A ChatGPT-style web app: SSE stream rendering tokens as they arrive, TTFT ~0.6s vs full-wait of ~5s.

When you would reach for Time to First Token

Time to First Token comes up when the question is fundamentally about inference.

Claude with a 50K-token cached prefix: TTFT drops from ~6s to under 1s on subsequent calls reusing the same prefix.

Frequently asked

What is the difference between Streaming (LLM Responses) and Time to First Token?

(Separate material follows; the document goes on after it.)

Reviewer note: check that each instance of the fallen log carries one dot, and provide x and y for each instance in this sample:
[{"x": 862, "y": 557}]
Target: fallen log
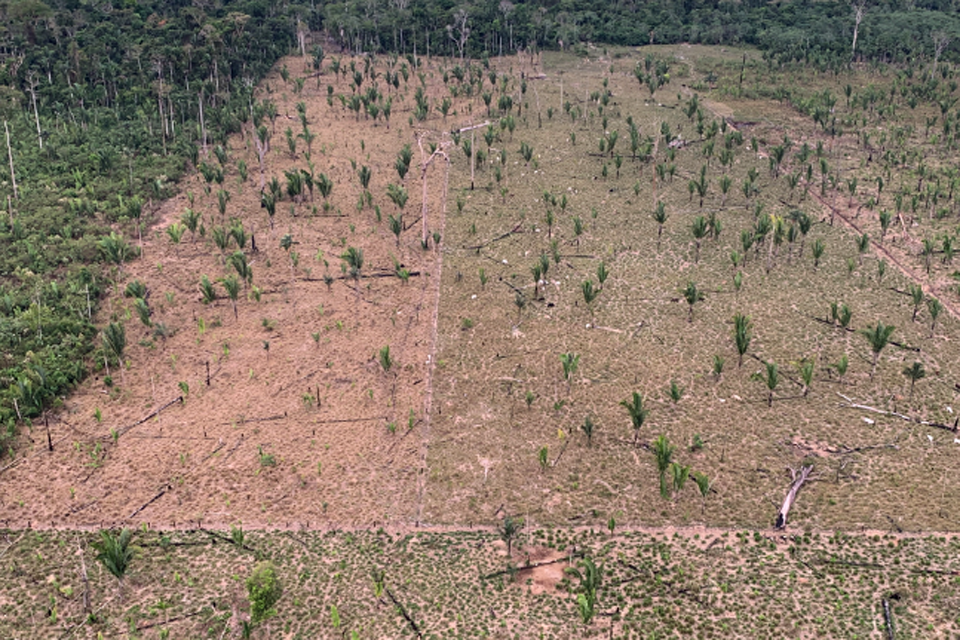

Streaming (LLM Responses): Streaming returns tokens to the client as they're generated rather than holding the full response until completion. Implemented over Server-Sent Events (SSE) or WebSocket; what makes chat UIs feel fast. Time to First Token: Time to first token (TTFT) is how long it takes from sending a request until the first response token arrives. The user-perceived latency metric for streaming chat.

When should I use Streaming (LLM Responses) vs Time to First Token?

Streaming (LLM Responses) is the right concept when you are focused on inference. Time to First Token applies when you are focused on inference.

Are Streaming (LLM Responses) and Time to First Token the same thing?

No. Streaming (LLM Responses) is inference; Time to First Token is inference. They are related but address different parts of the AI stack.